Let's talk about the inspiration of scripture. Consider this sentence:
There is simply no statement in the Bible telling me to expect a perfect set of sixty-six books in the original Hebrew and Greek manuscripts.
Gotcha! The Bible doesn't have anything to say about that! Of course, it does say, "All scripture is given by inspiration of God," but is that the same thing as saying, "There was a perfect set of sixty-six books in the original Hebrew and Greek manuscripts"?
People who do believe what scripture says about inspiration do, you know, jump to the application of a perfect set of sixty-six books in the original Hebrew and Greek manuscripts. They are willing to make that application even from something as simple as "holy men of God spake as they were moved by the Holy Ghost." 2 Timothy 3:16-17 and 2 Peter 1:20-21 just don't make those exact types of statements, and yet believers through church history have taken assurance from them that there was a perfect set of sixty-six books in the original Hebrew and Greek manuscripts.
We have a record of a faithful willingness to apply the Bible to its own inspiration. The saints have been able to break down the minimal passages on this doctrine and come to perfect originals. Every word was perfect, all sixty six books. No verse says exactly those words, but the saints of God still believed that truth.
The original manuscripts are convenient for making, shall we say, tough applications of scripture. No one has them, those papyrus, parchments, or tablets. Since we don't have them, it's easy to say they're perfect. No one can say we're wrong. No one can prove we're wrong. That's not all though.
Without inspiration, all of the doctrines we take from scripture, all the Bible teachings, can fall like a house of cards (an overused metaphor that I lazily borrow). Many people like justification by faith, for instance, and heaven that's at the end of that, purpose in life and all that. They'd like doctrines like those to stay intact. Inspiration of the original manuscripts, all the words of the sixty-six books being perfect, that sustains all the teachings for theologians from which they make a living. And that application of the inspiration passages is easy to grab on to, even though we don't have "scientific proof" of it.
Then we get to the preservation of scripture. Consider this statement:
There simply is no statement in the Bible telling me to expect a perfect set of Hebrew or Greek biblical manuscripts.
As much as scripture says, "all scripture is given by inspiration of God," it says a lot more about its own preservation. It's much easier, if what we're depending upon for our doctrine is scripture, to expect perfect preservation of scripture, that is, to expect God's perfect words in our hands. That sounds like it could be a book title: God's Perfect Words In Our Hands.

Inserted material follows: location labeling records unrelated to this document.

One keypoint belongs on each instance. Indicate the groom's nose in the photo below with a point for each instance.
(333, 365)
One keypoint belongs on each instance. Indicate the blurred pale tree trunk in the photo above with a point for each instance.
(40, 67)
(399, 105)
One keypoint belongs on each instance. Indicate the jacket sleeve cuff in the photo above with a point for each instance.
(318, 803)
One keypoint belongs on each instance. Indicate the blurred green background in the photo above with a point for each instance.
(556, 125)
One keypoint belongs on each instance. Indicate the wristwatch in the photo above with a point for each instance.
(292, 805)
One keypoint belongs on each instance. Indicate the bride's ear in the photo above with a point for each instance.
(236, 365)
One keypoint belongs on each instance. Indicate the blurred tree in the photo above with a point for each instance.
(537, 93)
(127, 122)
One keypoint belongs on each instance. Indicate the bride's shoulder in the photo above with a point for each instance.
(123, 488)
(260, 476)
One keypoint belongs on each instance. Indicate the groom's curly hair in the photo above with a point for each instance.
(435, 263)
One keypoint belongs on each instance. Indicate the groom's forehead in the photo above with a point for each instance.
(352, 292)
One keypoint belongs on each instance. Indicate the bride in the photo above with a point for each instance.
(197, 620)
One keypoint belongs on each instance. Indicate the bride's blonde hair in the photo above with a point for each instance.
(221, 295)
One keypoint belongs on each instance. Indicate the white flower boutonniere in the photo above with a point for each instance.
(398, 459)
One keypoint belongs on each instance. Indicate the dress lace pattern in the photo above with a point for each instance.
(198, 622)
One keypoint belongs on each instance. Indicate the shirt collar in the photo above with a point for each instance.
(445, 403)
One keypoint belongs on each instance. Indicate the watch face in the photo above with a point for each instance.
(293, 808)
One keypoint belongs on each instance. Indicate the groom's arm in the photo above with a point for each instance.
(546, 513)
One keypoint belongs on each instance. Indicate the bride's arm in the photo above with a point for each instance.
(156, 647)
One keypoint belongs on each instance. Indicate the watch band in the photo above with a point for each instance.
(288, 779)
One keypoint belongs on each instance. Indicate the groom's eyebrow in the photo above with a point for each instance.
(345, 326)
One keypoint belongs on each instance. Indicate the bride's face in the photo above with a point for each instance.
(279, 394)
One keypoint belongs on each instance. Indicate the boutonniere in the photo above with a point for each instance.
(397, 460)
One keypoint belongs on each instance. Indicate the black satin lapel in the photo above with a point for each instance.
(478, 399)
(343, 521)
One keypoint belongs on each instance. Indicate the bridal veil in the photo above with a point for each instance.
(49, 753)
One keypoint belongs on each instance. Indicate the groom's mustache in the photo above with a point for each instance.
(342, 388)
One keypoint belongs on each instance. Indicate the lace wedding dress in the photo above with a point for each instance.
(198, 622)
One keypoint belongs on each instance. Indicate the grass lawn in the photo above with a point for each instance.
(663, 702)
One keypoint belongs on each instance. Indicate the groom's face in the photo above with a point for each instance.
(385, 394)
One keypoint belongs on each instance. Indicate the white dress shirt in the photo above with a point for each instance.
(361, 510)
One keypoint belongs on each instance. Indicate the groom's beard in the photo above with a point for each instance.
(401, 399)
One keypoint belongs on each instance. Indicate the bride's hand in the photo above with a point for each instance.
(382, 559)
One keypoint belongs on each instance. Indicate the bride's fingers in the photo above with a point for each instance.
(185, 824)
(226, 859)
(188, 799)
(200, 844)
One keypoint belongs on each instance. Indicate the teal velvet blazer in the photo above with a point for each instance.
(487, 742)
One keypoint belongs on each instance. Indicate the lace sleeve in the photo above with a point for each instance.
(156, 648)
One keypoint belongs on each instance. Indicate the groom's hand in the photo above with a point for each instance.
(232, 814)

The last above quote is verbatim from Mark Ward in a recent post he wrote, entitled: "Answering a Question I Get All the Time: The Places to Start in Studying New Testament Textual Criticism". In that post, he wrote this paragraph:
I have indeed purposefully avoided the textual debate on my YouTube channel and in direct conversation with my KJV-Only brothers. I’ve done this because the Bible (it seems to me) is far clearer on the principle that “edification requires intelligibility” (1 Cor 14) than it is on the textual debate (I lay out portions of that case here). I want to lay importance on what the Bible says rather than speculating about matters I’ve (sic) convinced it doesn’t address. There simply is no statement in the Bible telling me to expect a perfect set of Hebrew or Greek biblical manuscripts.
I can appreciate Ward saying that he wants to lay importance on what the Bible says, since it says nothing about textual criticism, the subject of his post. The one thing he will say that the Bible says is "edification requires intelligibility" (1 Cor 14), because that works for his argument against the King James Version of the Bible -- straight line between 1 Corinthians 14 and rejection of the King James Version for him. Ward is willing to make that application. It's apparently all he's got from the Bible to apply to this issue. I'm not going to call that faithful, even if that's "pugilistic."
Mark Ward has his just one biblical point. I don't think it is a legitimate application of the Bible. People really didn't know a foreign language in 1 Corinthians 14, so tongues, unknown languages or mere gibberish, were legitimately unintelligible. His application isn't a historical one, like inspiration and preservation. I've written before that I think he's just making it up. English speaking people know the King James. The vast number of English speakers, who use the KJV, find it intelligible, not like a foreign language or gibberish.
Ward's other biblical point, albeit what he says is absent from the Bible, is that last sentence, the one I quoted above. He won't say that the Bible doesn't promise its own preservation. He won't say that the Bible doesn't promise perfect preservation. He doesn't say that the Bible doesn't preserve every word perfectly. What he says is a straw man.
Mark Ward writes: "There is simply no statement in the Bible telling me to expect a perfect set of Hebrew or Greek manuscripts." This is an unfaithful unwillingness to apply the Bible to its own preservation. It's a dodge. It's a kind of Jesuit casuistry. Someone calls me and asks if my dad is home. I say, "He isn't here," and I point at my table. My dad isn't on the table. It's true he isn't here. I didn't lie. I'm telling the "truth."
Let's break the statement down. The Bible doesn't tell Mark Ward personally anything ("me"). The Bible doesn't tell someone to "expect" something. The Bible doesn't talk about a "set" of something. The Bible doesn't mention Hebrew and Greek. The Bible doesn't use the word "manuscripts." Of course the Bible doesn't tell us those things. To get the doctrine of scripture, we've got to apply scripture. Men have, and through history men have declared, the doctrine of the perfect preservation of scripture.
The Bible teaches its own preservation. God inspired every Word. God preserved every Word to be available for every believer in every generation since its inspiration. That's what preservation is: preservation. Preservation isn't partial spoilage. You get the doctrine of preservation by a faithful, willing application of the Bible to its own preservation. You take the combined multitude of verses about its own preservation and apply them to have a doctrine of preservation. Mark Ward among many others now is unwilling to do that.